In summary for Audiences: If you are targeting individuals with ads using contact lists, especially in GDPR regions, explicit consent is crucial. Make sure you have clear consent mechanisms in place, ideally integrated with your signup processes and CRM, and always offer opt-out options. For regions with implied consent, you can often rely on platform-provided opt-outs, but transparency and user control are still recommended best practices.
3. Audiences (Company Lists for Targeting)
- What are Company Lists? On platforms like LinkedIn, you have the option to target entire companies rather than individual people. This involves uploading a list of company to the advertising platform. LinkedIn then matches these companies and shows your ads to individuals associated with those companies.
- Consent Requirements for Company Lists: Generally, you are not required to obtain consent at your end before uploading company lists to LinkedIn. This is because:
- Targeting Organizations, Not Individuals Directly: When you target companies, you are aiming your advertising at organizations as a whole, not specific individuals within those organizations. While individuals within those companies will ultimately see the ads, the targeting is based on company affiliation, which is considered public or professional information rather than sensitive personal data in the same way that direct contact information is.
- LinkedIn's Platform Responsibility: LinkedIn, as the platform, takes on the responsibility of ensuring compliance and user privacy within their own environment. They have mechanisms in place for individuals to manage their privacy settings and control the types of ads they see, including those targeted at their company.
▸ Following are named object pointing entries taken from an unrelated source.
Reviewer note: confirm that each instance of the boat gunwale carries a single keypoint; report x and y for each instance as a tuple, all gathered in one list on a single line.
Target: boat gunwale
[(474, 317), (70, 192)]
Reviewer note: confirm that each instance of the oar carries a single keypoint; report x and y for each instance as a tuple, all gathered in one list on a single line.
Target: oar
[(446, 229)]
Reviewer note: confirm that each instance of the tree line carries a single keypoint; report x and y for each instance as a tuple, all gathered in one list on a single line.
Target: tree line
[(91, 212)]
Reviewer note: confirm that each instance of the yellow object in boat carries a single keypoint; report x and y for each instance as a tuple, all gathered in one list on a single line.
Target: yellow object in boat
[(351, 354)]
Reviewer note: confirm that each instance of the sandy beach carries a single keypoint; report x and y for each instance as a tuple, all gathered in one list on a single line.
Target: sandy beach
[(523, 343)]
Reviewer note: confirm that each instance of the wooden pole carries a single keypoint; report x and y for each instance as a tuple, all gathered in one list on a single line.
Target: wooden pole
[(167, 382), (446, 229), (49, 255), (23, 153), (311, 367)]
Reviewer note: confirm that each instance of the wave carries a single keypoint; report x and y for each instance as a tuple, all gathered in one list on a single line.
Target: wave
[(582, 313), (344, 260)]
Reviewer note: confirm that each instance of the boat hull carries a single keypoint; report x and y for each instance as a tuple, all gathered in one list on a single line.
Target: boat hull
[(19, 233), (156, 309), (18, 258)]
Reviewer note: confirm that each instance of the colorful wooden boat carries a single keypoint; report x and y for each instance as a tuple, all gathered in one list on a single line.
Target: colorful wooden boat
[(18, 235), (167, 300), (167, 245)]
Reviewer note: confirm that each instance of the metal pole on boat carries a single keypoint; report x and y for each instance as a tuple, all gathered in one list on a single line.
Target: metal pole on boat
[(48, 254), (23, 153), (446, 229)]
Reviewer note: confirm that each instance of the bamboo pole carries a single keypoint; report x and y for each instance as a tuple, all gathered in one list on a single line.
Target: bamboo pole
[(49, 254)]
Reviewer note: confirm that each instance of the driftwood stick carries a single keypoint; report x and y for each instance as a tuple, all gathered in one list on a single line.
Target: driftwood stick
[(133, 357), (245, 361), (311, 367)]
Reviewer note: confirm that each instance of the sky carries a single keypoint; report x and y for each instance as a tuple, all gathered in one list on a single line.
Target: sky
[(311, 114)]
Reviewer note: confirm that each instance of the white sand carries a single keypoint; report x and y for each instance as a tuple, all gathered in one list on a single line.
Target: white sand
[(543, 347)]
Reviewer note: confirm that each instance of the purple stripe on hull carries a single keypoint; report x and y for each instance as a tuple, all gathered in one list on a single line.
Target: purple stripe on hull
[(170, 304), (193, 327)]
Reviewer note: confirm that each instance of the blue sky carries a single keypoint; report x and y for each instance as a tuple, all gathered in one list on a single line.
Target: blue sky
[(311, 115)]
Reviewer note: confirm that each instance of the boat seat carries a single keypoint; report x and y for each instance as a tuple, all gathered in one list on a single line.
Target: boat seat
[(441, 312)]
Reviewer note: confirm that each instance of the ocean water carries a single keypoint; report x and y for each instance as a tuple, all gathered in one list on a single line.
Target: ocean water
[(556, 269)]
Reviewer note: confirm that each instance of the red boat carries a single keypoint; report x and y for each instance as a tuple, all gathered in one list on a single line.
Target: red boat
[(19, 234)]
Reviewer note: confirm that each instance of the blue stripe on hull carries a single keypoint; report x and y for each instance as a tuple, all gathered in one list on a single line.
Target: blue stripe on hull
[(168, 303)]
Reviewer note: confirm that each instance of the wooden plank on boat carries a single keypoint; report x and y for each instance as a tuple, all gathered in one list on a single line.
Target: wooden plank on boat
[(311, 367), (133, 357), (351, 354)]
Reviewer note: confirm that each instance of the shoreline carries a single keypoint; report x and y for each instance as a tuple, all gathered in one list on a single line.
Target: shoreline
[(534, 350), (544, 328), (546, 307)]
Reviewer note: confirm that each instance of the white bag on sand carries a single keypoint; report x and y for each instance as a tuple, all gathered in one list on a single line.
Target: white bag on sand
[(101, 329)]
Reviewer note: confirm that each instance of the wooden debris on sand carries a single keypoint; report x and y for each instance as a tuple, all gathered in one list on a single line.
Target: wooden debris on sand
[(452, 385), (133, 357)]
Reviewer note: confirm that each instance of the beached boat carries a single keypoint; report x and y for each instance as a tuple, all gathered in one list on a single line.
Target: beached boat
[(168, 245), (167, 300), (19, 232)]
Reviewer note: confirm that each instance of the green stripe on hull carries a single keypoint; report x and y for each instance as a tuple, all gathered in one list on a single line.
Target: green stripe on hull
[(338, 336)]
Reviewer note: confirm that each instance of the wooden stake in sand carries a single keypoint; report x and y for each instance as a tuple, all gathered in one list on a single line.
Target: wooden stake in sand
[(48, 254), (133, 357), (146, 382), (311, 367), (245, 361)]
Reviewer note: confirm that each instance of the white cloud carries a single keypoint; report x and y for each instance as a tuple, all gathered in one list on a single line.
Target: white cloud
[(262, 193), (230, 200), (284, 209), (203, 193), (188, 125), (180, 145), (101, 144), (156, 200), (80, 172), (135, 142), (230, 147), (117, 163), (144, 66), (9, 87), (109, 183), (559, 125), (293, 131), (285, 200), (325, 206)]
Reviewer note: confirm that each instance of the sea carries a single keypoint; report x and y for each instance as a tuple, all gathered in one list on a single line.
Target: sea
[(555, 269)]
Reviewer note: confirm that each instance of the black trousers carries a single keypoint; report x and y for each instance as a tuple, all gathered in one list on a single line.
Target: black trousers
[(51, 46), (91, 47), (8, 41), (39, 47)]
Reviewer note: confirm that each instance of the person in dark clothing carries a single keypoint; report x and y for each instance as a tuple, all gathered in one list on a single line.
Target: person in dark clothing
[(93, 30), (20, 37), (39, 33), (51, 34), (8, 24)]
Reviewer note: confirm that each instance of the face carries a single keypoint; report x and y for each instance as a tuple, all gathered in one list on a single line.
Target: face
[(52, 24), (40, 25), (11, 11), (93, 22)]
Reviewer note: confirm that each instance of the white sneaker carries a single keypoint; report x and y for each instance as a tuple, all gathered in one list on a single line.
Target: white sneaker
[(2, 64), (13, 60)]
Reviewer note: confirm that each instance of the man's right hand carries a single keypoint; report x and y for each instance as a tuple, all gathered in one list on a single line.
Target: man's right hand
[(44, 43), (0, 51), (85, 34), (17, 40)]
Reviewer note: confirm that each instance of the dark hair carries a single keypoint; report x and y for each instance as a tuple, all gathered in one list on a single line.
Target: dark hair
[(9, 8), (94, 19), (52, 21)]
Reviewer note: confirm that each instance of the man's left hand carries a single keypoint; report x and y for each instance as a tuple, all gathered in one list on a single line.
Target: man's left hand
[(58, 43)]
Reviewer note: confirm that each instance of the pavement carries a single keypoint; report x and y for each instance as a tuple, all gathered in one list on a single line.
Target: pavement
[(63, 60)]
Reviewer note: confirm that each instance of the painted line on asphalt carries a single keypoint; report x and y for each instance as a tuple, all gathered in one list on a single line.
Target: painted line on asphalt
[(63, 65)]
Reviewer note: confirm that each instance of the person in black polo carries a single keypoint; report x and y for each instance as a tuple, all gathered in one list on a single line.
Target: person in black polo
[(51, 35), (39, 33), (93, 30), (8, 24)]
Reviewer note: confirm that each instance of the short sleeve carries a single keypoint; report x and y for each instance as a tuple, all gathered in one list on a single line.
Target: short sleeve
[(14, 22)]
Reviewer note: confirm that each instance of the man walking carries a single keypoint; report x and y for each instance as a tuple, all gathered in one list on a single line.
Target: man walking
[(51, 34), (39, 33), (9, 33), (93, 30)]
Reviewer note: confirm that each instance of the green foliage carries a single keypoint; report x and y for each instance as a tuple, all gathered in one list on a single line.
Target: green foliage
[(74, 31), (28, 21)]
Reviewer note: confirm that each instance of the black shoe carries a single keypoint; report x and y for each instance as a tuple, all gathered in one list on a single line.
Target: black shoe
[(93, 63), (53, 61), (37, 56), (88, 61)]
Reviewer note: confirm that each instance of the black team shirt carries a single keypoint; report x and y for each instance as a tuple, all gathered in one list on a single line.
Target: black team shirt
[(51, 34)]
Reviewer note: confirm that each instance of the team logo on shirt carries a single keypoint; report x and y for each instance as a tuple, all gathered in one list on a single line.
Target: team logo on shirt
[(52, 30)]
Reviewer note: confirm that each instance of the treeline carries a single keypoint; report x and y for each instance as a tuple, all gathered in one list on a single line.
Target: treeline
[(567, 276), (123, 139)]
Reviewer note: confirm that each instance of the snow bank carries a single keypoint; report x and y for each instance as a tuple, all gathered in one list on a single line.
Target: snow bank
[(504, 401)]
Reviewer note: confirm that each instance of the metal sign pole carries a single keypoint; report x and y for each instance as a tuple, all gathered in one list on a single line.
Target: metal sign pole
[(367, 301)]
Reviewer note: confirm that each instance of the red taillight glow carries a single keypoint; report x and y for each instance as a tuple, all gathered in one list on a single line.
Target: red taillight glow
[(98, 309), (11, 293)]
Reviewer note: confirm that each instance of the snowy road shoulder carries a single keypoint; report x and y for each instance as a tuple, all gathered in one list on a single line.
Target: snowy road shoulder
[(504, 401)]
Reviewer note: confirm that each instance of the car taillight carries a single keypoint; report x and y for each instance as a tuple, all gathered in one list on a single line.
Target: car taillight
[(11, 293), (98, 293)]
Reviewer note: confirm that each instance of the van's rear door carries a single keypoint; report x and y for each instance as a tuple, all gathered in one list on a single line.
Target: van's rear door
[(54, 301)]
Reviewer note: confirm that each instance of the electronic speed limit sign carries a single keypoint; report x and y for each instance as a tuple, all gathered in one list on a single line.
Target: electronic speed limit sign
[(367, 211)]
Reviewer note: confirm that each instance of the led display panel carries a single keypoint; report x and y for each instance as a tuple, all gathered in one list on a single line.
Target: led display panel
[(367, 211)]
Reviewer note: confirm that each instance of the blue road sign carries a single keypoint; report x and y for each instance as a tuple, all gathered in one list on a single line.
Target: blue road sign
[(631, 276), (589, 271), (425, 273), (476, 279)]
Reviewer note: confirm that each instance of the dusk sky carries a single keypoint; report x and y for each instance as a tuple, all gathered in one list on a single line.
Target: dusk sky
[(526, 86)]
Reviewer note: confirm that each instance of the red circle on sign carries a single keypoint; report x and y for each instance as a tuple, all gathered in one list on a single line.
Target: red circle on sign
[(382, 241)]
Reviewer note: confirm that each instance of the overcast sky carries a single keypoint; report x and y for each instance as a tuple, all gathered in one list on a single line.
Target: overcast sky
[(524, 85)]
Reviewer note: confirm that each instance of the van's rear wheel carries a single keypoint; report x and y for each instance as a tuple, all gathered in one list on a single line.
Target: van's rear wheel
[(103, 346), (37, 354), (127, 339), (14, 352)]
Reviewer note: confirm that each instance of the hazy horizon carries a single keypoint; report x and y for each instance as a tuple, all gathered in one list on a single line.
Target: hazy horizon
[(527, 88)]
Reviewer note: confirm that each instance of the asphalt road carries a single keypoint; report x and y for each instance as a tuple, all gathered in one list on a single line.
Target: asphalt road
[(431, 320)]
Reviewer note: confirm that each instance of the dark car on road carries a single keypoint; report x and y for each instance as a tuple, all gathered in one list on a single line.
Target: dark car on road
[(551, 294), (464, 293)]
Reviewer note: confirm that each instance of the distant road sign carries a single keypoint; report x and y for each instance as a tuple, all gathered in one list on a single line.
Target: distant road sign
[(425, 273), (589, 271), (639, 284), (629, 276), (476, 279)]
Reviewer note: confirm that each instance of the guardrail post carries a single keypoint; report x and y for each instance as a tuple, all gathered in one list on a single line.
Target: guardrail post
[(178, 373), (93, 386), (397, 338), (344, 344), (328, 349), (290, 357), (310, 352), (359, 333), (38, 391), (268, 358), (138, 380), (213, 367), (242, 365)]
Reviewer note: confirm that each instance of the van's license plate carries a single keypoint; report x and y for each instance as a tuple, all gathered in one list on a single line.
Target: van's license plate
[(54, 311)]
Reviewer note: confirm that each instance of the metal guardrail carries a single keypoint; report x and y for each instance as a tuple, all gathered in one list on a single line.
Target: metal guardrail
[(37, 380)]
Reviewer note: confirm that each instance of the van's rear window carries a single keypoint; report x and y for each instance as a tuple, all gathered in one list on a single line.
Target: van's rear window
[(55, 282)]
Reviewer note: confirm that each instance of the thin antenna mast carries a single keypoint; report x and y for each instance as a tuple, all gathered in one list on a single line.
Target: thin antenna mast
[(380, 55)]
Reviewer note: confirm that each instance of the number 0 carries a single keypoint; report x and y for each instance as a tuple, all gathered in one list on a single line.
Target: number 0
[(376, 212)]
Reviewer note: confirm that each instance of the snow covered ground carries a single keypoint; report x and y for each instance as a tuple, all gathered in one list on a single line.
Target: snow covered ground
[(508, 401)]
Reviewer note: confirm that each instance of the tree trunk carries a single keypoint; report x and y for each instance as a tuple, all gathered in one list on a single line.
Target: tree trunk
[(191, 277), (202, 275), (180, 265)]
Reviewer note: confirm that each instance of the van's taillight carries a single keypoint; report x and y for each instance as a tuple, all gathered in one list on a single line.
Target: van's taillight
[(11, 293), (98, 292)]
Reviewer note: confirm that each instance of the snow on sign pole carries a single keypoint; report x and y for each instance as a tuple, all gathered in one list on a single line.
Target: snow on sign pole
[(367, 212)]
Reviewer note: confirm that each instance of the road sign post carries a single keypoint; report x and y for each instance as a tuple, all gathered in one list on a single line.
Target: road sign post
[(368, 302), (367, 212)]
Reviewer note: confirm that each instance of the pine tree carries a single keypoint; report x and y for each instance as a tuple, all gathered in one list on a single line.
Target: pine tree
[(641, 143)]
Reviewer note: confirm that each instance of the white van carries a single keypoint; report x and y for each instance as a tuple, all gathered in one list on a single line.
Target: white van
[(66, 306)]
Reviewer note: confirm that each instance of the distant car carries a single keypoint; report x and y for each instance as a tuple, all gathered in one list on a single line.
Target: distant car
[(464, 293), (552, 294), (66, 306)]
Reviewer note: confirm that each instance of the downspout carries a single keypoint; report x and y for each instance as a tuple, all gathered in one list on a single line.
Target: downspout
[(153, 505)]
- Publicly Available Information: Company information (like company name, industry, size, etc.) is generally considered business or professional information and is often publicly available. Using this type of information for B2B advertising is generally considered within reasonable business practices.
In summary for Company Lists: When targeting companies on LinkedIn using company lists, you generally do not need to collect consent from individuals or companies in advance. This is because you are targeting organizations, using professional/public information, and relying on LinkedIn's platform for individual privacy controls. However, use reputable data sources for your company lists and ensure your advertising is relevant and follows platform policies.